As you can imagine, this returns XML that contains information about the logged in user (if any). We can get the same information back in json:

http://serverurl/Authentication?command=whoami&format=json

Recently, we've been discussing adding support for yaml, since it's popular with some ruby and python developers. At the same time, we have been talking about writing a prototype client application in Flex (which, if you can't tell from my question, would be our first foray into Flex development). I do understand that we can use one of our existing formats to communicate with a Flex app, but if we decide to add support for these additional formats "just because we can", is there something that would make using amf especially difficult or different from outputting xml or json?

A: 

AMF is an RPC (Remote Procedure Call) format, much like SOAP, but with a different target audience. Since there's a fundamental difference between a procedure call and an object, AMF is not going to be just another output format for you.

You should probably think of AMF as "Flex Remoting" and not as an output format targeted at Flex using your REST API.

To make an analogy: would you think of SOAP or XMLRPC as just another output format for a REST API?

bzlm
+1  A: 

AMF is the Action Message Format and it's simply a way of encoding data in a very compact binary format. AMF is not tied to RPC in any strict sense. The messaging features available in Flex (Consumer / Producer) use AMF to encode the data for all messages and this definitely not RPC..
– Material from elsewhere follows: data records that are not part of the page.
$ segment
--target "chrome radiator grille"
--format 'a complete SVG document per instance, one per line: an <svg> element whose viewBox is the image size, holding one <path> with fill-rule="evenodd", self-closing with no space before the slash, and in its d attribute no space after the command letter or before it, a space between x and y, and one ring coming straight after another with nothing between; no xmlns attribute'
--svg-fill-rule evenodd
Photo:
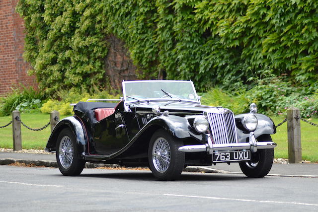
<svg viewBox="0 0 318 212"><path fill-rule="evenodd" d="M222 113L209 113L208 118L215 143L237 142L233 113L231 111L225 111Z"/></svg>

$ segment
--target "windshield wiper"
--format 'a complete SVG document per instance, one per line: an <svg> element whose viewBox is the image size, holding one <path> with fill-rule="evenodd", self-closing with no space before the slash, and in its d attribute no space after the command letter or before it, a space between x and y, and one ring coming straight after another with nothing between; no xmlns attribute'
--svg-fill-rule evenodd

Back to your question: what server-side technology are you using to build your application? The AMF libraries for various platforms are all of varying quality and maturity. Most of these libraries should allow you to simply pass the object you want to encode and receive byte array that you can write to the output stream of the HTTP request tied to your REST endpoint.

cliff.meyers
A: 

I have a similar question. Does anyone know of any server-side java libraries which will convert between AMF, JSON, XML?

Vineet Bhatia
A: 

In response to Vineet Bhatia's question: Have you checked out BlazeDS? http://opensource.adobe.com/wiki/display/blazeds/Overview

Rob Lund
A: 

Ya you can do it but you'll have to write your own AMF serializer and deserializer (just copy the one in Zend Framework). Or you can wait for me to finish mine. I'll try to remember to post it here.

+1  A: 

I am currently working on a platform using AMF as a serialization format in exactly the way you're proposing (on .Net platform). What we do is:

  1. Create a DTO that represents the page you want to send.
  2. Create a ByteArray and store the DTO in it using WriteObject()
  3. Change the Content Type to AMF
  4. Binary write the Buffer of the ByteArray to the Response stream

On the client side, we use a regular URLLoader with format set to binary. The loader.data property will be a ByteArray and using ReadObject, you get the serialized DTO. If you use [RemoteClass] metadata and registerClassAlias, you will get the corresponding type - otherwise you get a generic object with some dynamic properties.

The cool thing with taking the detour around a typed DTO is that we can use regular XML or JSON serializers on it, making the format versioning extremely simple.

I have also run tests with posting ByteArrays back to the server for Create/Update and it seems to work fine. So In essence, you can now use AMF for REST.

I am also looking into using this for server to server communication since it is light weight and seems to very robust for serializing complex types.